Il teologo padre Laurent Touze parla del celibato sacerdotale: è un'offerta totale
di sé a Dio e un'imitazione di Cristo
“Segno espressivo della dedizione totale ed esclusiva a Cristo, alla Chiesa e al Regno
di Dio”. E’ la definizione che dà Benedetto XVI della vita sacerdotale vissuta nel
celibato nell’Esortazione apostolica post sinodale Sacramentum caritatis. Il
celibato è dunque impegno interiore di testimonianza evangelica. Un concetto ribadito
anche da padre Laurent Touze, docente di teologia spirituale alla Pontificia
Università della Santa Croce di Roma, al microfono di Benedetta Capelli:
R. – Se si
parla di celibato sacerdotale, si deve parlare dell’Eucaristia. Quando il ministro
celebra l’oblazione di Cristo, che si dà con il suo corpo totalmente fino all’effusione
del sangue, egli deve vivere in modo adeguato questa celebrazione, dando completamente,
per amore della Chiesa, il suo corpo tramite il celibato.
D.
– Quali sono le difficoltà per i giovani nel comprendere questo dono, nel comprendere
il celibato, e come lavorate per superare le difficoltà?
R.
– Io penso che le difficoltà che possa avere un giovane a capire e a vivere il celibato
sono esattamente le stesse difficoltà che può avere un giovane a capire e a vivere
il matrimonio. In questo senso, la cultura dominante impedisce – o cerca di impedire
– che il cuore umano possa capire la fedeltà fino alla morte, il dono totale di sé,
la bellezza dell’amore. In questo senso, ciò che penso è che per la formazione di
questi giovani sono essenziali alcune virtù, e cioè: la sincerità, la sincerità nei
propri confronti, perché ogni persona abbia il coraggio di vedere in sé i problemi
che ha, che abbia il coraggio di parlarne con chiarezza e che abbia l’umiltà di farsi
aiutare. E dopo, un’attenzione forse rinnovata a tutto ciò che è la formazione umana
dei candidati al sacerdozio.
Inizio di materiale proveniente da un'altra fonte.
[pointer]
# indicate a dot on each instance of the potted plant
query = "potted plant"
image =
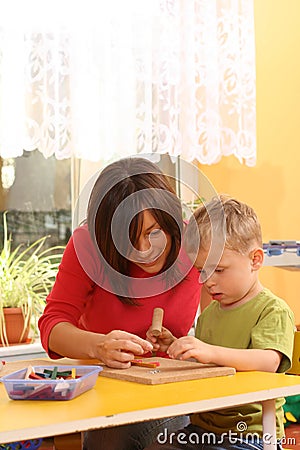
(26, 277)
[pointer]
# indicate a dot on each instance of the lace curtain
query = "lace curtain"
(100, 80)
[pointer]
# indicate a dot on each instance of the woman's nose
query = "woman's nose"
(144, 244)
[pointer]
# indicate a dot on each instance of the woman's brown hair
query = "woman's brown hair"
(117, 182)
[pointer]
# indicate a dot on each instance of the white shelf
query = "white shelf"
(22, 351)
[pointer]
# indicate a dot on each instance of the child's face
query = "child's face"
(234, 278)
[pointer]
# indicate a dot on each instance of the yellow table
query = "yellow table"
(115, 402)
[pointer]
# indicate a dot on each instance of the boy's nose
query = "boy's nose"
(210, 281)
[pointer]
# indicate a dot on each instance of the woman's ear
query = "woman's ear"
(257, 258)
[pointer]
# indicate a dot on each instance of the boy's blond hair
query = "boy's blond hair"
(236, 220)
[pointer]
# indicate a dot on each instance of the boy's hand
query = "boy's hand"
(190, 347)
(163, 341)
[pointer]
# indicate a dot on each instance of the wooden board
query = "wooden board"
(169, 371)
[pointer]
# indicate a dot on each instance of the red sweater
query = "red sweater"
(77, 299)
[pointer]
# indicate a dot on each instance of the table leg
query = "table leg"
(269, 424)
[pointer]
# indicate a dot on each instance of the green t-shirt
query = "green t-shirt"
(264, 322)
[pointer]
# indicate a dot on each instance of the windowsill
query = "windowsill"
(23, 351)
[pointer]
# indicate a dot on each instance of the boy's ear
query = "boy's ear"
(257, 258)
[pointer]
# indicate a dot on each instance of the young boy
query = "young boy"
(245, 326)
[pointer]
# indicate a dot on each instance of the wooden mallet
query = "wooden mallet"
(157, 319)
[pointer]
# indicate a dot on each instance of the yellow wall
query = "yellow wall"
(272, 186)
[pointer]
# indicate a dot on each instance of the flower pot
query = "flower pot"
(14, 325)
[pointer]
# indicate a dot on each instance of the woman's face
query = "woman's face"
(152, 247)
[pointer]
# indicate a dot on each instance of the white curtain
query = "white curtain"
(105, 79)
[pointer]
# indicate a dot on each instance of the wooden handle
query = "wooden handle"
(157, 319)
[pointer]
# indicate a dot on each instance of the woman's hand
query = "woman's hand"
(163, 341)
(117, 348)
(190, 347)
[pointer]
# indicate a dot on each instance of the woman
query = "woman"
(117, 267)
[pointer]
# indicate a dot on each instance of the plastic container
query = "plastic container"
(19, 388)
(32, 444)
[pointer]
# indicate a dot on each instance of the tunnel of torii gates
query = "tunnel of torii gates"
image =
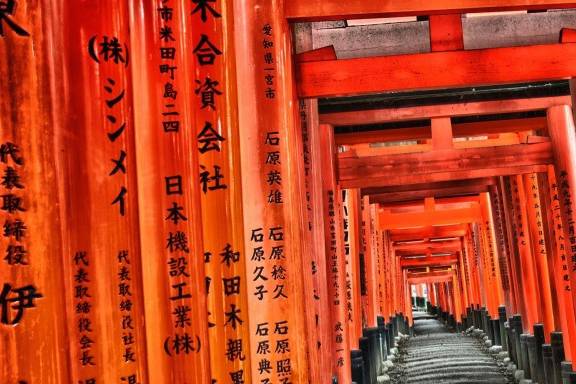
(175, 209)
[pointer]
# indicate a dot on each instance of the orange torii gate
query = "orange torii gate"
(127, 224)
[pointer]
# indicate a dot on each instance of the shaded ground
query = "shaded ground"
(438, 355)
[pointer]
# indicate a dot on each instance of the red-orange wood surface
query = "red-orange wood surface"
(170, 189)
(459, 130)
(495, 291)
(369, 263)
(561, 266)
(531, 293)
(335, 257)
(274, 215)
(318, 310)
(352, 231)
(505, 189)
(561, 129)
(502, 244)
(441, 165)
(338, 10)
(428, 70)
(34, 345)
(218, 136)
(540, 249)
(102, 248)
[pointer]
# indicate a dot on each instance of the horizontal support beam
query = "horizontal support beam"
(429, 277)
(412, 249)
(478, 183)
(436, 70)
(459, 130)
(395, 197)
(420, 219)
(429, 232)
(387, 115)
(443, 165)
(318, 10)
(429, 261)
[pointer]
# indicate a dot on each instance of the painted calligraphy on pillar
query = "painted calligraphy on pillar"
(561, 191)
(109, 49)
(15, 300)
(347, 254)
(498, 221)
(269, 62)
(182, 340)
(7, 21)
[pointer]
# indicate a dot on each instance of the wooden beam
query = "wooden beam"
(378, 116)
(444, 217)
(446, 33)
(375, 171)
(436, 70)
(479, 183)
(459, 130)
(413, 249)
(316, 10)
(430, 232)
(429, 261)
(383, 198)
(320, 54)
(430, 277)
(442, 137)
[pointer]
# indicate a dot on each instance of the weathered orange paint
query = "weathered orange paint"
(270, 125)
(335, 258)
(37, 349)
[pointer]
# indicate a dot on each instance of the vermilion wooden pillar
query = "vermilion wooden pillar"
(561, 266)
(503, 246)
(561, 130)
(352, 214)
(381, 251)
(463, 275)
(495, 293)
(170, 188)
(474, 262)
(540, 249)
(505, 189)
(102, 249)
(530, 295)
(31, 113)
(274, 214)
(370, 264)
(317, 312)
(336, 264)
(466, 265)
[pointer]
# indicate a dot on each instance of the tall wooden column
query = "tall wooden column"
(33, 330)
(561, 266)
(336, 263)
(503, 246)
(505, 189)
(317, 300)
(274, 215)
(352, 217)
(216, 128)
(170, 187)
(561, 129)
(102, 249)
(530, 291)
(370, 263)
(540, 249)
(495, 291)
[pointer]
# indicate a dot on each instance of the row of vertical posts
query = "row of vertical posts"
(174, 233)
(540, 361)
(376, 347)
Ma - e questo mi sembra che l’esperienza nordamericana
l’abbia dimostrato, con i problemi che si conoscono e che erano legati ad una vita
celibataria mal vissuta - la cosa essenziale è l’esigenza spirituale. I vescovi americani,
dopo questi momenti di crisi, hanno saputo proporre con chiarezza un forte messaggio
di esigenza spirituale ai candidati al sacerdozio e il risultato è quello che si vede
adesso negli Stati Uniti: una crescita del numero e della qualità delle vocazioni
sacerdotali. I candidati devono capire che fondamentalmente si deve amare Cristo e
che a imitazione del Signore devono dare totalmente la loro vita per la Chiesa.
D.
– Padre, quali sono le sfide che questo impegno comunque pone?
R.
– Senza dubbio, la selezione dei candidati. E’ sempre stata una sfida, anche per lo
stesso ragazzo che pensa di avere una vocazione al sacerdozio. Proprio lui deve poter
avere uno spazio in cui parla di sé, dei suoi problemi, permettendo ai suoi formatori
e a sé stesso di vedere se ha veramente le qualità adeguate per essere un sacerdote
felice e un sacerdote santo. Allo stesso tempo, proprio perché il magistero sottolinea
così fortemente il vincolo tra il celibato sacerdotale e la celebrazione della Santa
Messa, è importante la comprensione adeguata del mistero eucaristico. Ci deve essere
una forte insistenza nella formazione dei seminaristi, nella formazione dei sacerdoti
sia giovani che meno giovani per riscoprire l’importanza di una celebrazione santa
della liturgia, l’importanza di una celebrazione santa del sacrificio eucaristico.
D.
– Qual è il contributo della famiglia nella formazione di un seminarista?
R.
– E’ un compito assolutamente essenziale, cioè: se un ragazzo arriva al giorno dell’ordinazione,
la stragrande maggioranza – direi il 90% – della vocazione la deve ai suoi
genitori, perché è lì fondamentalmente che avrà ricevuto il seme del desidersio di
darsi completamente a Dio: è lì la capacità di capire ciò che è l’amore, ciò che è
la fedeltà. Forse, anche se è nato in una famiglia non cattolica, vedendo l’amore
dei suoi genitori, imparando a vivere con i suoi fratelli e le sue sorelle, imparando
qui la generosità, nel seno della sua famiglia, forse è proprio qui che potrà più
facilmente ricevere il dono di Dio della vocazione. In questo senso, la famiglia che
educa ancora meglio ad avere la disposizione a vivere santamente il sacerdozio, o
a vivere santamente la vocazione matrimoniale, senza dubbio è la famiglia numerosa
dove la disposizione alla generosità si può formare ancor più facilmente.